CHAMPAIGN, Ill. - A legal assault on corporate fraud has turned justice upside down, putting company executives at too much risk while leaving shareholders out in the cold, according to a University of Illinois law professor.
Christine Hurt says government crackdowns have made it easier for prosecutors to land criminal convictions than for shareholders to get relief in civil court stemming from the same corporate misconduct.
"That's the opposite of the way the legal system is supposed to work," Hurt said. "Generally, we want to protect criminal defendants because losing your liberty is a huge mistake and hard to remedy. In the civil system, we don't protect the defendant as much because it's only money, which never gets paid if the case is overturned on appeal."
The disparity is rooted in two separate movements dating back to the mid-1990s that have thrown the playing field out of kilter in corporate misconduct cases, Hurt argues in a paper published in The Journal of Corporation Law.
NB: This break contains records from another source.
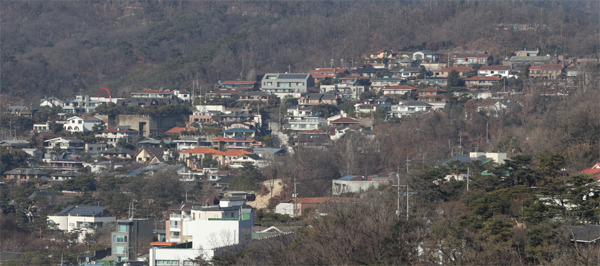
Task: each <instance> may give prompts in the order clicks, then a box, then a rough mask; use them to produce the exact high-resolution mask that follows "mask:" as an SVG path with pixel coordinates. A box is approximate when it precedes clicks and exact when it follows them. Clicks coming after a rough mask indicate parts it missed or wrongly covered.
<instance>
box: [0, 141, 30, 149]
mask: <svg viewBox="0 0 600 266" xmlns="http://www.w3.org/2000/svg"><path fill="white" fill-rule="evenodd" d="M25 147H29V141H27V140H20V139H14V140H0V148H4V149H7V150H14V149H21V148H25Z"/></svg>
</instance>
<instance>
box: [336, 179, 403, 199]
mask: <svg viewBox="0 0 600 266" xmlns="http://www.w3.org/2000/svg"><path fill="white" fill-rule="evenodd" d="M394 180H396V179H395V178H394V177H391V176H389V177H378V176H366V177H365V176H356V175H349V176H344V177H341V178H339V179H336V180H332V181H331V192H332V195H334V196H339V195H342V194H346V193H360V192H362V191H365V190H368V189H371V188H378V187H380V186H385V185H389V184H391V183H392V182H393V181H394Z"/></svg>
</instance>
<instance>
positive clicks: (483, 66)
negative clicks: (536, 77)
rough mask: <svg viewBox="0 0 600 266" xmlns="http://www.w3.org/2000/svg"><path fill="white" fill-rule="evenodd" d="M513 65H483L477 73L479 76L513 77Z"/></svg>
mask: <svg viewBox="0 0 600 266" xmlns="http://www.w3.org/2000/svg"><path fill="white" fill-rule="evenodd" d="M511 70H512V67H511V66H504V65H493V66H481V68H479V70H477V75H479V76H500V77H503V78H510V77H513V75H511Z"/></svg>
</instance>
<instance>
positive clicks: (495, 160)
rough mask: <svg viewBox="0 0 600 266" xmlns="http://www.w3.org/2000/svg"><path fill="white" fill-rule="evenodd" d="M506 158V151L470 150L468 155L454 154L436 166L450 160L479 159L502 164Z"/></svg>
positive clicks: (473, 161)
mask: <svg viewBox="0 0 600 266" xmlns="http://www.w3.org/2000/svg"><path fill="white" fill-rule="evenodd" d="M506 159H508V157H507V156H506V153H504V152H471V153H469V155H466V154H461V155H456V156H454V157H452V158H449V159H446V160H443V161H441V162H438V163H436V164H435V165H436V166H447V165H448V164H449V163H451V162H455V161H458V162H464V163H471V162H474V161H479V162H484V163H485V162H488V161H494V162H496V163H497V164H503V163H504V161H506Z"/></svg>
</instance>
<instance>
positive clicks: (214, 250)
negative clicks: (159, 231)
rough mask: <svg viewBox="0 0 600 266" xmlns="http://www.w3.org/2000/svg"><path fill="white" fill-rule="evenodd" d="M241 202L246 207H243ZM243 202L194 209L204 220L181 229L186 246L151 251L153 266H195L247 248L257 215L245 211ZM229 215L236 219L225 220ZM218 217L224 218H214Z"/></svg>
mask: <svg viewBox="0 0 600 266" xmlns="http://www.w3.org/2000/svg"><path fill="white" fill-rule="evenodd" d="M240 202H242V205H239V204H240ZM243 202H244V200H243V199H240V200H237V199H221V201H220V202H219V206H218V207H216V206H214V207H213V206H210V207H204V208H203V207H199V208H197V209H193V210H194V213H195V214H198V216H201V218H198V217H197V218H196V219H193V217H192V218H191V219H190V220H189V221H185V222H184V223H183V224H181V225H180V226H181V227H182V230H181V233H180V236H181V237H180V239H181V238H183V239H184V241H185V242H186V244H185V245H180V246H177V247H169V248H159V247H153V248H151V249H150V254H149V258H148V259H149V263H150V265H151V266H155V265H165V264H168V265H171V264H172V265H192V260H194V259H195V258H197V257H198V256H202V257H203V258H204V259H206V260H210V259H212V258H213V256H215V255H218V254H222V252H224V251H223V249H222V248H224V247H229V248H232V247H234V246H236V245H239V246H240V247H244V246H245V244H246V243H248V242H249V241H250V239H251V233H252V226H253V224H254V215H253V211H252V209H251V208H248V207H245V205H243ZM202 214H206V215H202ZM228 215H233V216H234V217H233V218H232V217H225V216H228ZM214 216H221V217H223V218H210V217H214ZM205 217H206V218H205ZM173 232H177V231H173ZM183 233H185V235H182V234H183Z"/></svg>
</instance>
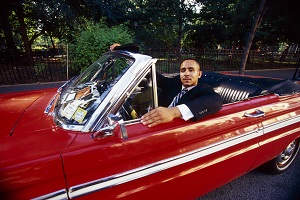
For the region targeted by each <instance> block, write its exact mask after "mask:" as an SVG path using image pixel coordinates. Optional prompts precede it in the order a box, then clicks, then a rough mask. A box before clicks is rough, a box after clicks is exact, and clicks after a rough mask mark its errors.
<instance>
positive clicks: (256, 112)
mask: <svg viewBox="0 0 300 200" xmlns="http://www.w3.org/2000/svg"><path fill="white" fill-rule="evenodd" d="M244 116H245V117H263V116H265V112H263V111H261V110H259V109H257V110H255V111H254V112H253V113H245V114H244Z"/></svg>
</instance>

In 1996, Congress passed the Private Securities Litigation Reform Act, raising the bar for civil lawsuits by shareholders who allege financial losses due to misconduct that caused stock prices to tumble.
"There was a concern that shareholders were bringing frivolous lawsuits that are very costly to defend, resulting in companies being blackmailed into settling non-meritorious suits," Hurt said. "So, new laws and court rules raised new procedural obstacles that made shareholder suits very, very difficult to win."
A few years later, Enron and other high-profile corporate scandals led to a massive criminal crackdown on corporate misconduct and broad reforms under the Sarbanes-Oxley Act, a 2002 law that includes stiffer penalties for fraud.
"President Bush created the corporate crime task force and federal prosecutors descended on the Enrons of the world, using all of the tactics at their disposal to get numerous guilty pleas and some convictions," said Hurt. "But the stockholders of Enron and other corporations found it very difficult to get relief in court."
In fact, she said, the Enron shareholder suit was eventually dismissed, although a few defendants settled at the beginning of the sweeping criminal investigation.
"It sort of flipped what we thought about the legal system on its head," she said. "Corporate defendants were going to jail, but didn't have to pay money to shareholders for the same acts, which is sort of an ironic paradox."
Critics contend that reforms enacted in the wake of Enron and other scandals have "overcriminalized" corporate law, making it too easy for the innocent to be found guilty and creating penalties that sometimes
exceed the sentences for violent crime.
Hurt agrees, but argues that tougher standards for shareholder suits have also netted an "undercivilization" of corporate law that needs to be revisited by Congress.
"If you reform criminal law so that these guys don't have to go to jail then they're getting off scot-free because we have this civil law system that privileges them," she said. "There's not going to be any way to deter corporate fraud if we tighten up the criminal law spigot because the civil law spigot is already tightened. So we need to untighten the civil law spigot."
Reforming criminal law but not civil law would also be yet another blow to stockholders, Hurt said. Parallel criminal prosecutions put pressure on corporate defendants to settle civil suits because a guilty plea or conviction may be used against them in those lawsuits.
"Any spillover effect civil plaintiffs received from parallel criminal prosecutions would be lost," she said.
Hurt says some critics maintain the law that stifled civil suits may have fueled the scandals that erupted a few years later, emboldening executives who felt insulated from shareholder suits and engaged in more misconduct.
"There could be a causal effect, but regulators have been focusing reform efforts instead on the criminal side, " Hurt said. "I think they're looking in the wrong direction."